Investing for the long-term is boring. No one wants to talk about index funds, expense ratios, or efficient markets at a cocktail party. It's way more fun to speculate on Amazon's latest quarter or a recent Presidential tweet that caused a 2% dip.
But if you're a serious long-term investor, that's not the game you should be playing. Returns this quarter, or even this year for most investors, are more noise than signal. For the same reasons that you don't search your neighborhood's home prices on Zillow every day, you probably shouldn't be tracking your IRA's and 401K day-by-day, or even month-by-month.
Know your investing time frame. Understand that your portfolio is (hopefully) carefully constructed with that time frame and your risk tolerance in mind. More importantly, constantly remind yourself of these two things every time you're lured into the trap of discussing "what the market did today."
Bad things happen
Bear markets. Recessions. Housing crises. International political chaos. Terrorist attacks. All these things have happened in the last decade, and they'll probably happen again during the next. They are scary and hard to stomach as an investor.
Unfortunately, they are also impossible to predict with any semblance of accuracy.
There's no doubt that Black Swan events have and will continue to shape the history of the world. They are also incredibly rare, and by definition, can not be predicted. Perhaps an even greater risk, over the long-term, is our own inclination to use availability bias to confuse normal economic movement with the most recent catastrophe.
By knowing in advance that these climactic events will occur (and markets will react negatively), hopefully we are able to curb the impulse to blame ourselves and others for "missing it."
If, in fact, you do see a market speculator boasting about his accurate prediction of the most recent market swing, be sure to check out his entire portfolio of guesswork. Odds are, if he called this one correctly, there are countless misses leading up to the one make.
Get educated, but not blinded
There's never been an easier time to confirm our own opinions. Whether it's a political issue, diet fad, or investment forecast, we have unbridled access to echo chambers of our beliefs. Forming any investment decision on political idealogy, ego, or conversations with a neighbor can yield catastrophic results.
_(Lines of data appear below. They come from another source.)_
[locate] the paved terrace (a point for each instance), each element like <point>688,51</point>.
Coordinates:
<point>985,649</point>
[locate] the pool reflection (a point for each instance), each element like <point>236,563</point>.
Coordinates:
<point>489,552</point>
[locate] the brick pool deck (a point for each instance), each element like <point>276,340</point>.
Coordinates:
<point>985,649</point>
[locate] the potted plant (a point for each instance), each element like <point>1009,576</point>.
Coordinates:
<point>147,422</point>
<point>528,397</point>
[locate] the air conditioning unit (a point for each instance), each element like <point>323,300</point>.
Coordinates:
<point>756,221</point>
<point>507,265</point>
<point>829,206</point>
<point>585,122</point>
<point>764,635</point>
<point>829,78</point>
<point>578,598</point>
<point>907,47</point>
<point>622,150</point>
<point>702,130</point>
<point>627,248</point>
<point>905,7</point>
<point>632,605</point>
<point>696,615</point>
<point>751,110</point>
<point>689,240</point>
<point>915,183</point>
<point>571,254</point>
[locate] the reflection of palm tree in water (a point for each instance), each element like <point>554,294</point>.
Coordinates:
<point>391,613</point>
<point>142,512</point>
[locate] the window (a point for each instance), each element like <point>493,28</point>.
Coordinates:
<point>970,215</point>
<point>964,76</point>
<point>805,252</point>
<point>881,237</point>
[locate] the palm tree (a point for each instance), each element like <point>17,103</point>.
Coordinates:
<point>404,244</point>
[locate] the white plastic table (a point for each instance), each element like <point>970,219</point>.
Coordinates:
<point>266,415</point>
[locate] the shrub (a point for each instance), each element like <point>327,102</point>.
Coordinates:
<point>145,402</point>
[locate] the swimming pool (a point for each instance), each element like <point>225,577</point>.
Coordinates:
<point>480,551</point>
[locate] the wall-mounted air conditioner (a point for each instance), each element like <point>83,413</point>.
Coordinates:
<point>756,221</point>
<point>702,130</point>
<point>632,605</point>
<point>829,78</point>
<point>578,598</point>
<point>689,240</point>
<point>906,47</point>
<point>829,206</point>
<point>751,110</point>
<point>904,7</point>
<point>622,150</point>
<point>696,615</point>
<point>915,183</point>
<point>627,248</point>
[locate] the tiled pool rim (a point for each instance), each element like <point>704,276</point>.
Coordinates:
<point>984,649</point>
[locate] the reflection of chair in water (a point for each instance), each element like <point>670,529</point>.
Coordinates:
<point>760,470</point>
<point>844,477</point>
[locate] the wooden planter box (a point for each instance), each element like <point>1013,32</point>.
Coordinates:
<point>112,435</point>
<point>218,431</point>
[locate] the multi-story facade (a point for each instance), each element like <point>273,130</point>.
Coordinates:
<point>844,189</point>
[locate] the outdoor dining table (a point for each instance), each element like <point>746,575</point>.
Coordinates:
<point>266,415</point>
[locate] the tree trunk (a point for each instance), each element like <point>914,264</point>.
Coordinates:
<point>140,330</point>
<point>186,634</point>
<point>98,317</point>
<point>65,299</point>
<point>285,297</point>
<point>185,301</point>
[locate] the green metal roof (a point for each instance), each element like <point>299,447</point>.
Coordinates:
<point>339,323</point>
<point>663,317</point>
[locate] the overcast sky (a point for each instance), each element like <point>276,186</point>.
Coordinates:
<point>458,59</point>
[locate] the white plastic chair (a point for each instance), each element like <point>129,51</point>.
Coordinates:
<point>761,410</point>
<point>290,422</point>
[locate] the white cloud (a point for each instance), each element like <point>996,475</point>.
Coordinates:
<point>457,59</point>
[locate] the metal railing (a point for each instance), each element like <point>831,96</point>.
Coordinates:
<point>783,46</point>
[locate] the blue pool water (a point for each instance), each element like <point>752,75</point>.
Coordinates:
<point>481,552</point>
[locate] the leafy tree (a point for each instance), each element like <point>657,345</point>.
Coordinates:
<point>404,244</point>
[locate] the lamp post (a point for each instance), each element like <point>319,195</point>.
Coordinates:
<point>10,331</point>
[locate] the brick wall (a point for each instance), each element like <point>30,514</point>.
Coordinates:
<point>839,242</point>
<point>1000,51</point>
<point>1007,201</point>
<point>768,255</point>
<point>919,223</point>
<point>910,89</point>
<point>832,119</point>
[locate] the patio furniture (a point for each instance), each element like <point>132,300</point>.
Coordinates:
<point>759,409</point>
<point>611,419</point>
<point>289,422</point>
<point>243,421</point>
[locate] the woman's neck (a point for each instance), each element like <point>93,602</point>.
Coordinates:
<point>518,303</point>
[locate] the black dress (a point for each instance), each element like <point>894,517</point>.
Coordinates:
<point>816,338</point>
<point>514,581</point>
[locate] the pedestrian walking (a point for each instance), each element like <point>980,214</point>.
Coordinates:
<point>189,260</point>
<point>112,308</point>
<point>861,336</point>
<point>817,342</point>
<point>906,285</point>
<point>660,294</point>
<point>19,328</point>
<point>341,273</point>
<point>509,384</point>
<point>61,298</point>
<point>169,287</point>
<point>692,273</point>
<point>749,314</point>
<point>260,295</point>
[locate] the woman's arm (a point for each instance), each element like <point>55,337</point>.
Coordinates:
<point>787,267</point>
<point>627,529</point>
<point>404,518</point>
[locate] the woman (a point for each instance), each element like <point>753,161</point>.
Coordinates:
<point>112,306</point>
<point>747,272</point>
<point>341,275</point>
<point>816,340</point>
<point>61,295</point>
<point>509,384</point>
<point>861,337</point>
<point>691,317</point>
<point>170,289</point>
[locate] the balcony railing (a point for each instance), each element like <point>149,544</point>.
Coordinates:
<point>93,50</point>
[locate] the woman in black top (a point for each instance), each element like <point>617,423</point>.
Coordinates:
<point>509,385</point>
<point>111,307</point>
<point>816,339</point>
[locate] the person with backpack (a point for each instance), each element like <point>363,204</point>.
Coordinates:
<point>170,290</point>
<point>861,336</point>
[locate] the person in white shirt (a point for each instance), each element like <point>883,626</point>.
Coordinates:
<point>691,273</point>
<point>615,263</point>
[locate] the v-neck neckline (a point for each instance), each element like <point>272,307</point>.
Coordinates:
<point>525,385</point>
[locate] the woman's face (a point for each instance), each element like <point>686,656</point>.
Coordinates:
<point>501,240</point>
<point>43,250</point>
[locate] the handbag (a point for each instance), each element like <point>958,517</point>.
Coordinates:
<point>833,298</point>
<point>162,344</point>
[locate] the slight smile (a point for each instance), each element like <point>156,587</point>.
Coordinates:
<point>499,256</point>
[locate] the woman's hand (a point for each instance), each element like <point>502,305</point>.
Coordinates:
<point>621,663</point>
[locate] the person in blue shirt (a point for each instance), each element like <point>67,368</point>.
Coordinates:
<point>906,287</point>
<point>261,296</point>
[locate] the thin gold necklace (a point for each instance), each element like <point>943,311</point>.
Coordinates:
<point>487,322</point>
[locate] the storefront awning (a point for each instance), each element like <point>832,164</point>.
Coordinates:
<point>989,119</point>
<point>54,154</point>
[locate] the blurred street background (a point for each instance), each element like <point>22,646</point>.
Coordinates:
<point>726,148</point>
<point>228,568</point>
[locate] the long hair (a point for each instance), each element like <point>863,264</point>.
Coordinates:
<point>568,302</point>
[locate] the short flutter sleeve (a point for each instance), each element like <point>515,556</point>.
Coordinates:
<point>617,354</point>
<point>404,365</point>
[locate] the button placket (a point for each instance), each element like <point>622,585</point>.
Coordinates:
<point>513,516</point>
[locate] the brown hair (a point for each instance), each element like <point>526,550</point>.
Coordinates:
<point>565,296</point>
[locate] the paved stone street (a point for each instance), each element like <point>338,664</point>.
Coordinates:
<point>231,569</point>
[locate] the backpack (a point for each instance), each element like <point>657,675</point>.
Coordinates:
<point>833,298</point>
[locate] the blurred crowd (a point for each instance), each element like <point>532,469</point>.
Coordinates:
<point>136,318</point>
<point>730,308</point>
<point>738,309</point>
When asked about studying finance, Morgan Housel once said "the more you learn, the more you realize how little you know." As with many complex subjects, this is so true and should be a warning to anyone getting their finance education through CNBC or Fox Business. Unfortunately, the pragmatic approach of advocates for the globally diversified retirement investor doesn't boost ratings, so they don't see much airtime.
So, how can we become educated, but not blinded? Read more books and fewer articles. Turn off the TV and listen to more podcasts. When you develop an opinion, seek out and voraciously research the other side. Learn more about the psychology of decision making and less about market forecasts. Ask more questions. Never forget that incentives matter and everyone has them. Lastly, change your mind when the facts say you should!
Having a knee-jerk reaction to an unexpected event is basic human nature. But by arming ourselves with the information that we need to make better decisions through life's ups and downs, we'll be exponentially more prepared to stay out of our own way when it comes to our financial plans.